Zrób na złość - uśmiechnij się



Szalejąc w amoku sobotnich porządków, słucham dziś cały dzień "Trójki". Gdy usłyszałam kawałek "Orzeł może" zespołu Mogliwczwartek [słowa: Artur Andrus (którego lubię niezmiernie). Posłuchać można na blogu i poznać skład grupy], to się zatrzymałam i uśmiechnęłam. I zaczęłam tańczyć, tak jak się to robiło w bigbitowych latach 60'. Szajba i korba ;-)







Więcej o akcji "Orzeł może" wyczytałam tu: Polskie Radio.

Super. Ktoś się wziął na większą skalę za promowanie optymizmu. 
Cieszę się, że akcji patronuje m.in. Prezydent RP.

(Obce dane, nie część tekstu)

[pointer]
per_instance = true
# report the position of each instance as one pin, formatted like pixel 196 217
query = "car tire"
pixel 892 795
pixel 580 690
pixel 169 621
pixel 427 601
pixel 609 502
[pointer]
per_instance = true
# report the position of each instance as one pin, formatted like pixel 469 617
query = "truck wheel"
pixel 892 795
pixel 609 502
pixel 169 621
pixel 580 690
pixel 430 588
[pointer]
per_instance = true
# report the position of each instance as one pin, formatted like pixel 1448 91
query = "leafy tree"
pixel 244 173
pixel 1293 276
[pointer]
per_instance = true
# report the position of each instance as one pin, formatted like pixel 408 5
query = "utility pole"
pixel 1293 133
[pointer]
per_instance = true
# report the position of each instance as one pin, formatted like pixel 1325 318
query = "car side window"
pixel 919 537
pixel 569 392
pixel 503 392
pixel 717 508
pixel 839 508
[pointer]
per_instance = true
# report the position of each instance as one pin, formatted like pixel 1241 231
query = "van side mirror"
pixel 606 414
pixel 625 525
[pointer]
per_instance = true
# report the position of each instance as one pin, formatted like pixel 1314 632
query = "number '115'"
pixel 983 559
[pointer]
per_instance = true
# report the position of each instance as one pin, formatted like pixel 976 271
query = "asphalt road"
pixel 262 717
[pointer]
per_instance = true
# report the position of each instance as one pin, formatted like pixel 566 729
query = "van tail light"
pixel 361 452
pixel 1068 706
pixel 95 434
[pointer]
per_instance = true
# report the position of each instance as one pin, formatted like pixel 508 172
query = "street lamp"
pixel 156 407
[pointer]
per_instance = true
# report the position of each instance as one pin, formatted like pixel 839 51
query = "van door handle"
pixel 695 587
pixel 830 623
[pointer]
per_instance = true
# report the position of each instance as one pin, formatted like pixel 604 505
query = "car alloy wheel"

Przestronicowałam zwyczajowo internet, żeby zobaczyć, jak się akcja przyjmuje i trafiłam w miejsca, gdzie się ją przede wszystkim upolitycznia. Powiem krótko: to taka akcja, że jak dla mnie, kto pierwszy ten lepszy. Gdyby patronowała jej jakaś partia polityczna, to bym była mile zaskoczona, gdyby wywołali ją wielką falą blogerzy, byłoby cudnie - ponieważ nie ma to znaczenia... chociaż co może być skutkiem z dłuższej perspektywy czasu, to kojarzenie Prezydenta Komorowskiego z promowaniem optymizmu w Polsce w czasach kryzysu (chociaż nie lubię tego słowa, bo dla mnie to po prostu czas zmian) i to już akurat jest świetne. Bardzo dobrze. To sygnał, jaki chcę dostawać od głowy państwa. Też.

Promujmy w Polsce optymizm. Czujmy go, przede wszystkim.
Ja jestem "za" i się przyłączam do tej akcji :-)

Na luzie i z uśmiechem. Odkładajmy te nasze troski i zmartwienia. Uczmy się patrzeć inaczej. Z innej perspektywy. My, Polacy. Tak, w takich akcjach chcę się czuć Polką :-) 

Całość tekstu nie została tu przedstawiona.